8/10
"I wanna be BIG!"
19 July 2010
Warning: Spoilers
If you've seen enough Twilight Zone stories, you'll come to realize that Rod Serling quite often took a particular theme, and then reworked it to arrive at a diametrically opposite conclusion. In fact he did that with the prior series episode, 'A Kind of a Stopwatch', which had all the earmarks of the first season's 'Time Enough at Last'. Each story was resolved with it's protagonist facing a catastrophic future, but for significantly different reasons.

This one appears to recall the third season's 'Four O'Clock', in which Theodore Bikel's character presumes to identify all evil people in the world at a pre-ordained time by reducing them to miniature size.
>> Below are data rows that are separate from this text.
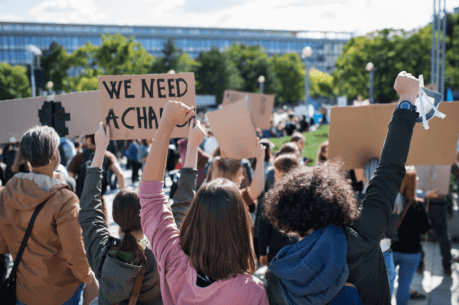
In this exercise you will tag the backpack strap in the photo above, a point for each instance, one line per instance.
(138, 284)
(26, 237)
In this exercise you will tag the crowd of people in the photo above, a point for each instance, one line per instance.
(324, 236)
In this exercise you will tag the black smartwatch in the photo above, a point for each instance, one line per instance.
(406, 105)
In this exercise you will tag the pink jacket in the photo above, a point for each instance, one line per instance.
(177, 275)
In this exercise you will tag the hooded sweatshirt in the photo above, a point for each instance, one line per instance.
(314, 270)
(54, 262)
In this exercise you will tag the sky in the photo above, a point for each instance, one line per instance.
(358, 16)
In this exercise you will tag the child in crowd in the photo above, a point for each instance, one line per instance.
(339, 242)
(268, 236)
(129, 259)
(211, 259)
He's condemned to suffer his own punishment when his desire is exposed for the evil that it truly is.

With 'The Last Night of a Jockey', Rod Serling takes the same basic idea and stands it on it's head. Mickey Rooney's character wants to be big, at least make it big, but he didn't exactly clarify his terms. The Twilight Zone had a way of conferring a literal meaning on every miscreant's wish, and consequently they wound up getting exactly what they asked for.

Whether you're a Mickey Rooney fan or not, you'll be impressed with his performance here. He's actually portraying two characters - Grady the horse doping, race fixing jockey under suspension for his misdeeds, and his alter-ego conscience trying to show himself the error in his thinking. As he did in 'Four O'Clock', Serling telegraphs the ending so it winds up what you expected, but still delivering an instructive twist to make it worth your while.